Why publicly-listed companies should split their stock

Author:

Mr Rowan Brouwers

Edition:

10th edition (2024/2025)

Keywords:

Read the beginning of the text

In today’s financial landscape, retail investors are turning to equity markets, driven by concerns over the sufficiency of state pensions and income growth (Gempesaw, Henry, & Velthuis, 2022). At the same time, institutional investors must increasingly adhere to stringent regulations on the liquidity of their investment portfolios (for example, the European Insurance and Occupational Pensions Authority, 2024 and the Securities Exchange Commission, 2025). These dynamics have prompted investors to rethink their investment strategies and reconsider their direct exposure to equities, underscoring the growing importance of having easy to access equity markets.

According to the World Federation of Exchanges (2025), there are currently 54,634 different companies listed on one or multiple stock exchanges.

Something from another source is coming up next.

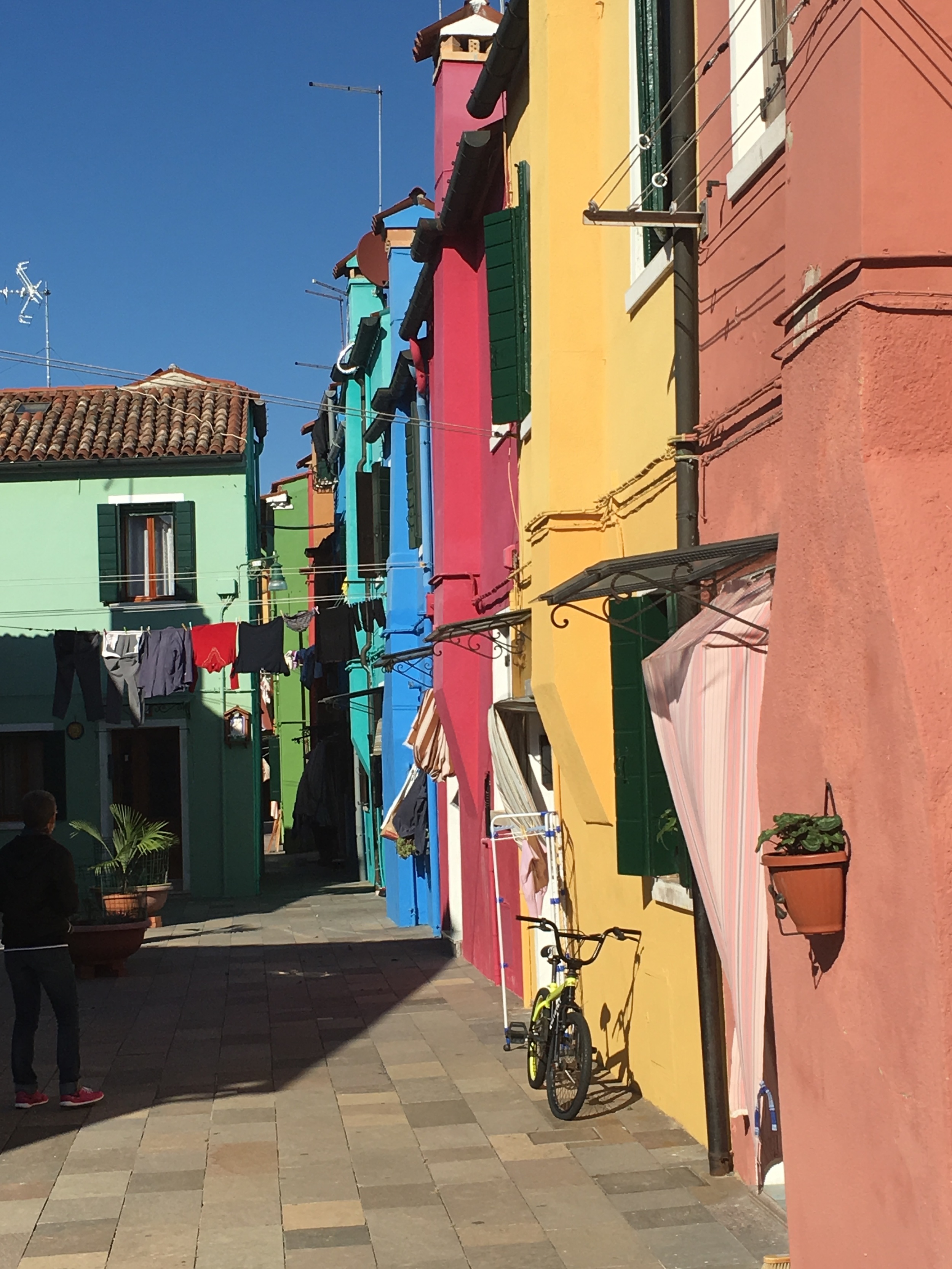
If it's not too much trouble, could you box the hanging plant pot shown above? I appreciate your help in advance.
[762,850,849,934]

Stock exchanges offer these publicly-listed companies a venue to raise capital and open up their investor base to retail and institutional investors alike. Some publicly-listed companies have a low nominal stock price and are easy to trade, while others have large stock prices, sometimes in the thousands of dollars or euros, or have very illiquid equity, rendering it virtually impossible for market participants to invest in them after the initial listing on the exchange.